In 1848, the year the Communist Manifesto was published, a wave of revolutions against the ruling despotic monarchies swept across Europe.

The working class was on the streets and putting up barricades in cities across Europe.

Marx returned to Cologne in Germany to edit a radical newspaper. He took a role in the agitation and in the workers’ clubs which flourished in the revolutionary upsurge.

But the capitalist class feared the insurgent working class more than they hated the aristocracy. When they felt their property was threatened they retreated from their demands for reform rather than unleash workers’ revolt.

The movement was crushed in what Marx called the “cannibalism of counter-revolution”.

Following the defeat of the 1848 revolutions, Marx was once again hounded into exile. He spent the rest of his life in London.

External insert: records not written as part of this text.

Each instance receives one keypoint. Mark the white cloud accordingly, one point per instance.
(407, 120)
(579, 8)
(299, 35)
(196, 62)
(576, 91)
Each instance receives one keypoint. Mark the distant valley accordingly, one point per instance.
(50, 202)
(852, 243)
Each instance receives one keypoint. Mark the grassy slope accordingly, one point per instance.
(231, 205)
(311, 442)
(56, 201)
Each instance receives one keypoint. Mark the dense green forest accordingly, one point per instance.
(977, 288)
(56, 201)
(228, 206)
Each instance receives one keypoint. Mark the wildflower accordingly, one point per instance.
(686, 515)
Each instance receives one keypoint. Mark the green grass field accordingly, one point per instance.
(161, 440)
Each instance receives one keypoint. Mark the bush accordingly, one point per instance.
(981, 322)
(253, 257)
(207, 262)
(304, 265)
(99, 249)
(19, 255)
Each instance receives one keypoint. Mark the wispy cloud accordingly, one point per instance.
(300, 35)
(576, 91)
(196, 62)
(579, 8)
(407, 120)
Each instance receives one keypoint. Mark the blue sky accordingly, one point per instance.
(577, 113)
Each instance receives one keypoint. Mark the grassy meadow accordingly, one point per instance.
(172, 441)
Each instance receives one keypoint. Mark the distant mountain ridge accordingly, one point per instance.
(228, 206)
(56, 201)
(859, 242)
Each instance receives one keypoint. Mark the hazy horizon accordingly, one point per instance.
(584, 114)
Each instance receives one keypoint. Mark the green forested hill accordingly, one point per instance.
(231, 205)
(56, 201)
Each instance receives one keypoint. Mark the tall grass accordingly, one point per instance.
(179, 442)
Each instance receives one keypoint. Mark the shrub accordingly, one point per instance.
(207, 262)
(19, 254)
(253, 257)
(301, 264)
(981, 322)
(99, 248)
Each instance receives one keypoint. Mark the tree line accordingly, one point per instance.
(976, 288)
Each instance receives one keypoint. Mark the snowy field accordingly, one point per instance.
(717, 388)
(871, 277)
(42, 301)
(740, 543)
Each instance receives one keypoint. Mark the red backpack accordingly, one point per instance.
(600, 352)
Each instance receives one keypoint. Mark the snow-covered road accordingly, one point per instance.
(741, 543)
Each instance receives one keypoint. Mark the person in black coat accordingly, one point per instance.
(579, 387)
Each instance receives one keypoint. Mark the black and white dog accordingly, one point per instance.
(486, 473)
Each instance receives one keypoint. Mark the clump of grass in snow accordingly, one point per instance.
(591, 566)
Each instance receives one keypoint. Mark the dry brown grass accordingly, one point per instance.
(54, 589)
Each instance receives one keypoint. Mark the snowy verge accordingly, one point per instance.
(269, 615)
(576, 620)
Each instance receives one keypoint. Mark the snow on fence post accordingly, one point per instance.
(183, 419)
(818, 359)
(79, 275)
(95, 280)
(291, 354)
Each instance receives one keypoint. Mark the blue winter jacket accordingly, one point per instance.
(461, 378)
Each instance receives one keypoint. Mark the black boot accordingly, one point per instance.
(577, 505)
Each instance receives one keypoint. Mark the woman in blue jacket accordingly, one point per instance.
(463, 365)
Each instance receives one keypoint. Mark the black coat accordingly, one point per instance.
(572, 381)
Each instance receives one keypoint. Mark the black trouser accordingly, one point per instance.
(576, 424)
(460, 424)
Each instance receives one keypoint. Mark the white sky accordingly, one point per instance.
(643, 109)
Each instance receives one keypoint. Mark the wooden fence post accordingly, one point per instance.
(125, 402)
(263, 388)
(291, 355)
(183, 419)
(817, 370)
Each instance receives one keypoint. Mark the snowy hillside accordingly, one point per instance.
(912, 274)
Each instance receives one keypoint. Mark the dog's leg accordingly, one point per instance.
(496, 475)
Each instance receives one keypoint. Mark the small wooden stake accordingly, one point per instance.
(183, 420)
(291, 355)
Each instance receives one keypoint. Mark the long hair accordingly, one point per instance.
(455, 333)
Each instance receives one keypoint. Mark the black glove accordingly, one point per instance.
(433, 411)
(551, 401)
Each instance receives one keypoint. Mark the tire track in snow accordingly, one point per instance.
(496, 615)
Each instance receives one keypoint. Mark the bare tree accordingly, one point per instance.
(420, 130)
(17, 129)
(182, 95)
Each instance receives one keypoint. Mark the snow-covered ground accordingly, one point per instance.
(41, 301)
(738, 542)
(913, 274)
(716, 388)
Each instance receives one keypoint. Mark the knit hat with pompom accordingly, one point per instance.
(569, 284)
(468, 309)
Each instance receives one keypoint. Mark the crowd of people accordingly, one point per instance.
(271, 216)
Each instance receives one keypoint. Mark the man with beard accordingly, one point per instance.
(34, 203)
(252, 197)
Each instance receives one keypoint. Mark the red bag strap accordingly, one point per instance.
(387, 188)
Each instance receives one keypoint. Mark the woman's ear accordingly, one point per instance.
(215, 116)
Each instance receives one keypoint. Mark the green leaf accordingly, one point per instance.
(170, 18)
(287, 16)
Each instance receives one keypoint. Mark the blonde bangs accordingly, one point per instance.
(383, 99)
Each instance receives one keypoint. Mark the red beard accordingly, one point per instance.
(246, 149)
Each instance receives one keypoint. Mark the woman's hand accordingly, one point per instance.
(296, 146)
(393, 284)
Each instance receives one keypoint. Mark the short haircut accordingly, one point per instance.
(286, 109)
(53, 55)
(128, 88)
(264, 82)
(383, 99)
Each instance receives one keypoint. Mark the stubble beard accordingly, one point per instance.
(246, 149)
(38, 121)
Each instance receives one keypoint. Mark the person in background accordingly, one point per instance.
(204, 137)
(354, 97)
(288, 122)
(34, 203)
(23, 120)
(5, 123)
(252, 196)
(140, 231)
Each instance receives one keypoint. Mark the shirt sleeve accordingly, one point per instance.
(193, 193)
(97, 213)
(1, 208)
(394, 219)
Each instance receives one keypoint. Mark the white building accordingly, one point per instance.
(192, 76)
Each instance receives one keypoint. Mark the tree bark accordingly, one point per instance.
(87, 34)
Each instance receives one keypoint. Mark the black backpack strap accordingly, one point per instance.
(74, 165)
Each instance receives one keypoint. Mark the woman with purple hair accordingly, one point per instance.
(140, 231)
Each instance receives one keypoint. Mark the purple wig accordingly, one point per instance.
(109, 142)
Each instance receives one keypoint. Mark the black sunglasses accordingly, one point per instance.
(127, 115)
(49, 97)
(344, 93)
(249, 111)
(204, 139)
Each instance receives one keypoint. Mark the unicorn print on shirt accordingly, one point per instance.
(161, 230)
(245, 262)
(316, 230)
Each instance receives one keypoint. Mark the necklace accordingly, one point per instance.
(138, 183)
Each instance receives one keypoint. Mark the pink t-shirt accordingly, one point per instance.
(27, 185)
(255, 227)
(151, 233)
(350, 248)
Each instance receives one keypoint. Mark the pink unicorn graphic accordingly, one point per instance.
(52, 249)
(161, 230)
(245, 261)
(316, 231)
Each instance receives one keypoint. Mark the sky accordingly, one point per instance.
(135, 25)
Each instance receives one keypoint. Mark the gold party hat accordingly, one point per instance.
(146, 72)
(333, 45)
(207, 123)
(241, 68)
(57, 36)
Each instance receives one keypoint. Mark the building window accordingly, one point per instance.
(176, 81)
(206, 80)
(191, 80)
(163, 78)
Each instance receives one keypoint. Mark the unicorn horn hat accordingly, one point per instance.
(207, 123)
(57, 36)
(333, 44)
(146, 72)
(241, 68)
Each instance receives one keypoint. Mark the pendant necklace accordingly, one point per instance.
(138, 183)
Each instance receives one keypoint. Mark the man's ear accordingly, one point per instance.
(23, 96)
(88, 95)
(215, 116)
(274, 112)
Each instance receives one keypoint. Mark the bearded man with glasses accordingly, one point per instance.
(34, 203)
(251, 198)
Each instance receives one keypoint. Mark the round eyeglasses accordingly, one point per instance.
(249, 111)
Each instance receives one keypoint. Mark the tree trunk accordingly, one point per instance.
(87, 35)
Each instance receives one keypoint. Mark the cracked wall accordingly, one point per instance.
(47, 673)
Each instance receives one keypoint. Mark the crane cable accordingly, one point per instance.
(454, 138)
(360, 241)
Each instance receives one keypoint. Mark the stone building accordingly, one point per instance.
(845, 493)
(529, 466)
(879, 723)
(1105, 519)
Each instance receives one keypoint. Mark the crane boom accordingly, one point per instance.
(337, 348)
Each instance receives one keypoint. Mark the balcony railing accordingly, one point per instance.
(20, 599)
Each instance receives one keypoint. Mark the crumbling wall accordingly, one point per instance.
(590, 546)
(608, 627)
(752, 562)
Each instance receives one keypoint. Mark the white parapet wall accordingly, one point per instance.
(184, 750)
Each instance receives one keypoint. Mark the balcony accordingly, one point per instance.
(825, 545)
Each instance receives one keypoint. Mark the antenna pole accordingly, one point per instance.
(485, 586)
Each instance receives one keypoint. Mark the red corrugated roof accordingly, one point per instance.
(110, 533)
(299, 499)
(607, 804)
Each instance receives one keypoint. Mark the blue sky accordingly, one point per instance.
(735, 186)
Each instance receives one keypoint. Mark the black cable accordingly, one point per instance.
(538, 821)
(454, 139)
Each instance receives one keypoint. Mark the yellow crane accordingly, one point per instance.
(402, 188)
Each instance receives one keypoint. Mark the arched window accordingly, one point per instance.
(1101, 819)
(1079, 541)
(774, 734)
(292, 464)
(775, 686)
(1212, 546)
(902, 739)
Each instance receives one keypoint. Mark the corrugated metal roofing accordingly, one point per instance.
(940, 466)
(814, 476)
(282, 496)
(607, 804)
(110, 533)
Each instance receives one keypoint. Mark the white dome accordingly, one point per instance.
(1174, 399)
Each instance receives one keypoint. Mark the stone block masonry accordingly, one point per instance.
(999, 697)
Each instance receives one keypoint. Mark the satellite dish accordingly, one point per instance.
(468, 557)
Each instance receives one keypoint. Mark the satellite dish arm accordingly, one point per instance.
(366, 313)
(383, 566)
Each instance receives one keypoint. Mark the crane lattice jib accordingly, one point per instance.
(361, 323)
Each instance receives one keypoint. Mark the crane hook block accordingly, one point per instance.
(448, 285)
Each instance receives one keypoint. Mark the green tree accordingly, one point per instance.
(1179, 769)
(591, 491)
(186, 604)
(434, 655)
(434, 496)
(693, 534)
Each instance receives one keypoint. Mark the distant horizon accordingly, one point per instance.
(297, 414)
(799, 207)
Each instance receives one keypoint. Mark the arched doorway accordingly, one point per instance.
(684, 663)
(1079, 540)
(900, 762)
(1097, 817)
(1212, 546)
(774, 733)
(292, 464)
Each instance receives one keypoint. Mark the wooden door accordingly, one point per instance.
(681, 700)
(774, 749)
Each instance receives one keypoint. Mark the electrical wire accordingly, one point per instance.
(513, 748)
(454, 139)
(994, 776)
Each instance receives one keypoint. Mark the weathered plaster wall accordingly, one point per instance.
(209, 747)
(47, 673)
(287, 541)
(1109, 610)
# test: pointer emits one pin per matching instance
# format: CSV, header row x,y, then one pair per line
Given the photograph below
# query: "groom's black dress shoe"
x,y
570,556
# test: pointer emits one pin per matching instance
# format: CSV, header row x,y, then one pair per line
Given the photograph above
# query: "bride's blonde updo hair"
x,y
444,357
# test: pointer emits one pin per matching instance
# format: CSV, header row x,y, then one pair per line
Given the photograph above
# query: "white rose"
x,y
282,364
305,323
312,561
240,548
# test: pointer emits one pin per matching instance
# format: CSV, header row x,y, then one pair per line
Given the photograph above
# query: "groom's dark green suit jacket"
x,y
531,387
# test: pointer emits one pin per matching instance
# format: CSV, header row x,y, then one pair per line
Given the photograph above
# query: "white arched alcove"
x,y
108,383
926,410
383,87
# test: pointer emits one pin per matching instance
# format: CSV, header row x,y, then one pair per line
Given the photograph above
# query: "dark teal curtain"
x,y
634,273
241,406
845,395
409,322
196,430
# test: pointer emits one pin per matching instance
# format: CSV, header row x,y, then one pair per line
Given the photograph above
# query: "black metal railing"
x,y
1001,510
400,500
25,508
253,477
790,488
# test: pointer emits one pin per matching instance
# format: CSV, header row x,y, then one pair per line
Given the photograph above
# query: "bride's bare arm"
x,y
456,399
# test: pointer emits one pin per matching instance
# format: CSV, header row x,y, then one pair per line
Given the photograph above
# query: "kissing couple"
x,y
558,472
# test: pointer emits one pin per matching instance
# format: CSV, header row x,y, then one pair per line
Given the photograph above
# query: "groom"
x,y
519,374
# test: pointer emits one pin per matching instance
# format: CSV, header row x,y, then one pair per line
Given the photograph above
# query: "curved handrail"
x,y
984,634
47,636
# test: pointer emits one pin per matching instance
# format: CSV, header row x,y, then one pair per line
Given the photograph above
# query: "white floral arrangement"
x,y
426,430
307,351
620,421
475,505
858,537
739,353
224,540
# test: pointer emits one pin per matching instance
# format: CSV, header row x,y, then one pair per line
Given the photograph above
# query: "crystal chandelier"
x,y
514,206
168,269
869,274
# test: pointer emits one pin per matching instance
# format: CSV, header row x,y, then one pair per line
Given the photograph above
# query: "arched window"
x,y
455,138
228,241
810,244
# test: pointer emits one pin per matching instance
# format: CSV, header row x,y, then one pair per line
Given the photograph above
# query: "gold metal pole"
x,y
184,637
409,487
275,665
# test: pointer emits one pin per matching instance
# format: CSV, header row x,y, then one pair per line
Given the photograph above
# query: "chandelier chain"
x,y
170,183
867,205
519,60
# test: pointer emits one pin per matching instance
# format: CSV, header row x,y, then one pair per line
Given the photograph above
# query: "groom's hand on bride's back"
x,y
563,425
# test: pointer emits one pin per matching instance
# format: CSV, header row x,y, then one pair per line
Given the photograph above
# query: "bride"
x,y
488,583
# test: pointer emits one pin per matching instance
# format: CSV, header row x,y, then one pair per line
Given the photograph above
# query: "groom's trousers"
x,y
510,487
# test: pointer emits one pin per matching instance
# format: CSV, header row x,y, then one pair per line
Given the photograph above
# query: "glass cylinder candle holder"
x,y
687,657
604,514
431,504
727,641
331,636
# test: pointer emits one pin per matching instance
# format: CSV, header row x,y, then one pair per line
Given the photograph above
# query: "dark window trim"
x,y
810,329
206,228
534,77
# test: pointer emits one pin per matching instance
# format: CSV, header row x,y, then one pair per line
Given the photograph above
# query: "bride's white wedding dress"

The event which had the biggest impact on Marx was the Paris Commune of 1871.

Control

Workers in Paris rose up, and for two months took control of the running of the city before being brutally crushed by the ruling class.

The Commune vindicated Marx’s belief in the ability of the working class to change the system and replace it with a more democratic way of running society.

Marx’s pamphlet about the Commune, The Civil War in France, contains brilliant description and important lessons on the nature of the state.

Marx grasped that the capitalists would use their control of the state to prevent the working class from destroying its power.

The working class had to dismantle the old state institutions and create a workers’ state under direct working class control.

Marx wrote, “The working class cannot simply lay hold of the ready made state machinery and wield it for its own purposes.”

Stedman Jones sees The Civil War in France as a form of wish fulfilment for Marx.

He is keener to draw the lesson that the Communards weren’t workers at all.